I placed a hold on this book thinking that it would be sort of a worst-case scenario survival manual for getting out of terrorist attacks and active shooter situations and the like. That's not really what this book is. Instead of chapters like "How to Survive a Plane Crash," The Unthinkable has chapters like "Fear: The Body and Mind of a Hostage." It's much more akin to Brain Rules by John Medina than to the US Army Survival Manual (though I haven't read that one yet).

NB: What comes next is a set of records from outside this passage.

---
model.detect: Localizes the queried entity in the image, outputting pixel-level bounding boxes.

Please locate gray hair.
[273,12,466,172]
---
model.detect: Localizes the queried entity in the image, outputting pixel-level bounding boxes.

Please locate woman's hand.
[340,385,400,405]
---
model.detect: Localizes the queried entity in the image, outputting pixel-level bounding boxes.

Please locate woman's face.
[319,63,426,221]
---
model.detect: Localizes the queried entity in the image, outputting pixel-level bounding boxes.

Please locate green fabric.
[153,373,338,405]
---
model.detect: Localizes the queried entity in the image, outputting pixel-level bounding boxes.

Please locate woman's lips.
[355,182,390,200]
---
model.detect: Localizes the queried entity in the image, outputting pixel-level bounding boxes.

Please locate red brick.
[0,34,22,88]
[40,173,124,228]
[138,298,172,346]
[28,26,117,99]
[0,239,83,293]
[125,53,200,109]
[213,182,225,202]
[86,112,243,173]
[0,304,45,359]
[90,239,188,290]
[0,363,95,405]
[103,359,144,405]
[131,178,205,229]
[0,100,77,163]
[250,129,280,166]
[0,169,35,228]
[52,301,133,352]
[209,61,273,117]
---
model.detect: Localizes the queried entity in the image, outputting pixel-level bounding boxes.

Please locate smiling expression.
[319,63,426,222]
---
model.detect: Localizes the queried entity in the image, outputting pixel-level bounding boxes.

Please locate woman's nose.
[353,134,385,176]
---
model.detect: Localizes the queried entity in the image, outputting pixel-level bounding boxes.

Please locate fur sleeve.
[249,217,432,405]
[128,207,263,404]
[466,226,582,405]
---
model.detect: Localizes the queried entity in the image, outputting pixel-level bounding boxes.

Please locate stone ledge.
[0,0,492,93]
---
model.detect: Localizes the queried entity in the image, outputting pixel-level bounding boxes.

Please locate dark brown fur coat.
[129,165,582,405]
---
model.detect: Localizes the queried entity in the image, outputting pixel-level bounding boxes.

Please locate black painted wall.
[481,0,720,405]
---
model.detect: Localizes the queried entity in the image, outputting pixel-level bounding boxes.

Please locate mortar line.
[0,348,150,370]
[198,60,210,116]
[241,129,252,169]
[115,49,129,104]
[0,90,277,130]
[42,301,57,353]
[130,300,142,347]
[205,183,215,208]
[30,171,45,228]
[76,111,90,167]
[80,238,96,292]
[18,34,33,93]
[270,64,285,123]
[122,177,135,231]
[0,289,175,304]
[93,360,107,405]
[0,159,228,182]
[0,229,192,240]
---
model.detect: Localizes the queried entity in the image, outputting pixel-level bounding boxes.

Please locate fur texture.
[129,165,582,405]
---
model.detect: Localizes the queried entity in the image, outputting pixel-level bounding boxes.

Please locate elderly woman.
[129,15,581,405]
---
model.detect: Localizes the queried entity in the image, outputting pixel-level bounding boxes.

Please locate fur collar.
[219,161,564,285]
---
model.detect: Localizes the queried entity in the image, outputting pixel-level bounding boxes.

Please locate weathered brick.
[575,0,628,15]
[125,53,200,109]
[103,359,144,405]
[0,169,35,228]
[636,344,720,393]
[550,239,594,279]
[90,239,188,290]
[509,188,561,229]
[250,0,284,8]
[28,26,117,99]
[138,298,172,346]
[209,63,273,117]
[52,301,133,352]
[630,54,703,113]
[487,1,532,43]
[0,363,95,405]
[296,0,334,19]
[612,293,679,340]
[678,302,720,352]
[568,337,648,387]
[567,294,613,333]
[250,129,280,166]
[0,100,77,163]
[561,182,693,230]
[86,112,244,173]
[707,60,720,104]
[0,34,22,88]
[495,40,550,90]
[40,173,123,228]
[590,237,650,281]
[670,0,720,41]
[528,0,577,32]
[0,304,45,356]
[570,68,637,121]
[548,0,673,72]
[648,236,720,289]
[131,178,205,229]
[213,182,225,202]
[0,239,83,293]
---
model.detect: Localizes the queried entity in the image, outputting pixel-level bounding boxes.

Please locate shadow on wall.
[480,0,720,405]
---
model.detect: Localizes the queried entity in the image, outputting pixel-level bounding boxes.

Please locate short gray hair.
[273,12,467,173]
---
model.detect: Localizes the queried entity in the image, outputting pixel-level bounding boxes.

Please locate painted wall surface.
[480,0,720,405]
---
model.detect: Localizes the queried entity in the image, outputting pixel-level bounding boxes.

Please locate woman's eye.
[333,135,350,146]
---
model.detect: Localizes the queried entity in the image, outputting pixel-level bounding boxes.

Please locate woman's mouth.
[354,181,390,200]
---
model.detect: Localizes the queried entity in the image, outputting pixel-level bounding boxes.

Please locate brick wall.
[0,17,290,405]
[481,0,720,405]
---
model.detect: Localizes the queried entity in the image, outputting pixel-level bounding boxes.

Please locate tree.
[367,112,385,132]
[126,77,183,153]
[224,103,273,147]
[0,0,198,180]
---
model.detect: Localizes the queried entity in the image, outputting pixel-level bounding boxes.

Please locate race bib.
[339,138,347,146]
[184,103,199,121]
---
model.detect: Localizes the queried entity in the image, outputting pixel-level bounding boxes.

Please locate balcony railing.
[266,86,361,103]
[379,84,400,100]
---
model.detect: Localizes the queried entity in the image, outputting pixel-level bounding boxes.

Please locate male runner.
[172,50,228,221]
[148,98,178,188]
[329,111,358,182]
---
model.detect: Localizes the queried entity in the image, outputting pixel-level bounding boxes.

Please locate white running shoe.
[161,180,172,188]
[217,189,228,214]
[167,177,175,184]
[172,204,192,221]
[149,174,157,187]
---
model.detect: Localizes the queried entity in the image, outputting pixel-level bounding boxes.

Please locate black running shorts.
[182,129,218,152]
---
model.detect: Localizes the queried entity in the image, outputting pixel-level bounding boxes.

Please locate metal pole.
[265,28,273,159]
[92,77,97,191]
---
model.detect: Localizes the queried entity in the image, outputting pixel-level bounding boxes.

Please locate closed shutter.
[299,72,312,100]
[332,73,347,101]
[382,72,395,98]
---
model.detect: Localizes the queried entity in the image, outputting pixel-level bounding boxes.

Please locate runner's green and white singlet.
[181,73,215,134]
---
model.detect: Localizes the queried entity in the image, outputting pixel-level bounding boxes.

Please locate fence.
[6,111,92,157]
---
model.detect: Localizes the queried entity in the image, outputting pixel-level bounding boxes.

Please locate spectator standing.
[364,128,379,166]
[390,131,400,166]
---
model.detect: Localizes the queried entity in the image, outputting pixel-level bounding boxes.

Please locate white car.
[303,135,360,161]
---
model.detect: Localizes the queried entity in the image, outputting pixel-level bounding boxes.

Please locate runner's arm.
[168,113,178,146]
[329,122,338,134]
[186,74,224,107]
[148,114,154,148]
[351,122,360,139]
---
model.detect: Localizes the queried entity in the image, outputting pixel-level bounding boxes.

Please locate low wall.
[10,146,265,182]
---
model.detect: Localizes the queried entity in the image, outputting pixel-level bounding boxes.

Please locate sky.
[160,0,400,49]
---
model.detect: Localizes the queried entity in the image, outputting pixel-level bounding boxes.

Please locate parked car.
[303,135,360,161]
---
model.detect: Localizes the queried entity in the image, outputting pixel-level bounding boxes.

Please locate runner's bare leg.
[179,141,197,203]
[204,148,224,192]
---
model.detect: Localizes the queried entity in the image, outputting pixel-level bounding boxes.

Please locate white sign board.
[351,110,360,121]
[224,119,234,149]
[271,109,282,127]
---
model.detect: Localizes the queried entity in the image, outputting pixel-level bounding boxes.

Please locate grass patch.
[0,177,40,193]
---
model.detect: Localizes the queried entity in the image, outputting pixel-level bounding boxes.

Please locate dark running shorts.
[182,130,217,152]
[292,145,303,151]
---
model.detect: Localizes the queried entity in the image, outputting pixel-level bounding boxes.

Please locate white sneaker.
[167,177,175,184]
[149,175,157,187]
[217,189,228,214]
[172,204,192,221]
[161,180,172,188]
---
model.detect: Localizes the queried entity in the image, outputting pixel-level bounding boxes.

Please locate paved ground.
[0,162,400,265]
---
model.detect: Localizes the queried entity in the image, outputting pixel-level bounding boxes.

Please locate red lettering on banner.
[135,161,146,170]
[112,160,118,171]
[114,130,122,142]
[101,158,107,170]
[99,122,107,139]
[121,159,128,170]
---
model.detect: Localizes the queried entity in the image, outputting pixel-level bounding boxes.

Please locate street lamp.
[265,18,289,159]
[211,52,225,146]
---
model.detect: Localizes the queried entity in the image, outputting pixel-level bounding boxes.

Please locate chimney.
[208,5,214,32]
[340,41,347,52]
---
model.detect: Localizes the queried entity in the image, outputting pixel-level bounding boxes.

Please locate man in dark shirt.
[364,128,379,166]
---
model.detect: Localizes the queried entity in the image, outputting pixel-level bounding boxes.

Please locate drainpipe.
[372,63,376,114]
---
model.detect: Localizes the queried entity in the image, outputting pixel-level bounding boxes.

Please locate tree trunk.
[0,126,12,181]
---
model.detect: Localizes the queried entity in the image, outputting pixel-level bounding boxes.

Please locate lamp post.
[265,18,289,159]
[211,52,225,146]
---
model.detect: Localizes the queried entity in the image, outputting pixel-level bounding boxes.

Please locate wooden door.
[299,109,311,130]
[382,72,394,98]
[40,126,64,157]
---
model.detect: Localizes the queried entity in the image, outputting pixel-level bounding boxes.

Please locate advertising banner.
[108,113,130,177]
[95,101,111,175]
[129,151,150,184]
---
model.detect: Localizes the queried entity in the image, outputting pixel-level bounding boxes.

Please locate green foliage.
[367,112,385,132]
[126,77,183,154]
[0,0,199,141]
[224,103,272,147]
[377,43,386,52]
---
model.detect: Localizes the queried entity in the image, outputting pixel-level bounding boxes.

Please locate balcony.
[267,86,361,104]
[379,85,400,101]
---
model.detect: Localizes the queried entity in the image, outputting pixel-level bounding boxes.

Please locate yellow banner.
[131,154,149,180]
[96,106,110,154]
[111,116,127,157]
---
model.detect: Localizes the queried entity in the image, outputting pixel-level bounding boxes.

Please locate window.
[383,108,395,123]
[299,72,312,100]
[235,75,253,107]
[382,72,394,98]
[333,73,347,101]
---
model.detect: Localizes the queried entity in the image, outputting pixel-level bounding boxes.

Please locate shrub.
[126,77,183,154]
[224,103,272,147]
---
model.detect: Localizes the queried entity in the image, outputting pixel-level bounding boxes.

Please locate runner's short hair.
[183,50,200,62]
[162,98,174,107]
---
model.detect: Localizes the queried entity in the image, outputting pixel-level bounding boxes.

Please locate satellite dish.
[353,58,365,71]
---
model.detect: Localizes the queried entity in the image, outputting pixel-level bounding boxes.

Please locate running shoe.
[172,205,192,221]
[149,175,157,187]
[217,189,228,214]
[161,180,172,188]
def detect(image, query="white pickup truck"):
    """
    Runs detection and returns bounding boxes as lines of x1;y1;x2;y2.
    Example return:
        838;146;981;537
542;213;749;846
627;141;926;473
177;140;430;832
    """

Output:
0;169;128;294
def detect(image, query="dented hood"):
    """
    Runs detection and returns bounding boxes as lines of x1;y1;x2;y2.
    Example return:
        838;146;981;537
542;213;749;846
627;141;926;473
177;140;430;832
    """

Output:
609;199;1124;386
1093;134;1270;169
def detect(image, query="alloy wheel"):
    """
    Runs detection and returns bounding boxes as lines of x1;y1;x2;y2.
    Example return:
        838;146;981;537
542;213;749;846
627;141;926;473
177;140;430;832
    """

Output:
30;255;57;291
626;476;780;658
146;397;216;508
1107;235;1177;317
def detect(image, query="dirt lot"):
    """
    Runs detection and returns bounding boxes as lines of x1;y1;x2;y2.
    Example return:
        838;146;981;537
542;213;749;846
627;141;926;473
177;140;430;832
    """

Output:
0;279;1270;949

Amanda Ripley has covered many disasters as a journalist for Time magazine, and here she brings her investigative reporting skills to the science and psychology of the human response to crisis situations. She's a good writer, and the book manages to be entertaining and optimistic even while it describes truly horrific and tragic deaths-- most of which, as she discovered, never actually needed to happen. She investigates why a sensible New Orleans resident with sufficient resources to get to safety would refuse to evacuate before Katrina. Why do people get trampled to death by the crowd on a hajj? Why do so many people die trying to get out of crashed airplanes when simulation models consistently show that there should have been plenty of time?
Ripley posits that with just a little mental preparation, anyone can significantly boost their odds of surviving a disaster. The conclusion section actually does tie all of the lessons of the book together into some very concrete and yet broadly-applicable suggestions, so those reading the books in hopes of "do this and live" checklists won't be entirely disappointed. It is written for a popular audience by a journalist, so take some of her pat conclusions with a grain of salt, but overall, her arguments were compelling.
The Unthinkable was a book that kept me reading, kept me interested, and also gave me a little more optimism about keeping myself alive if it should ever come to that. I highly recommend it for anyone with a passing interest in the human brain who has ever thought about just how they'd respond under extreme pressure.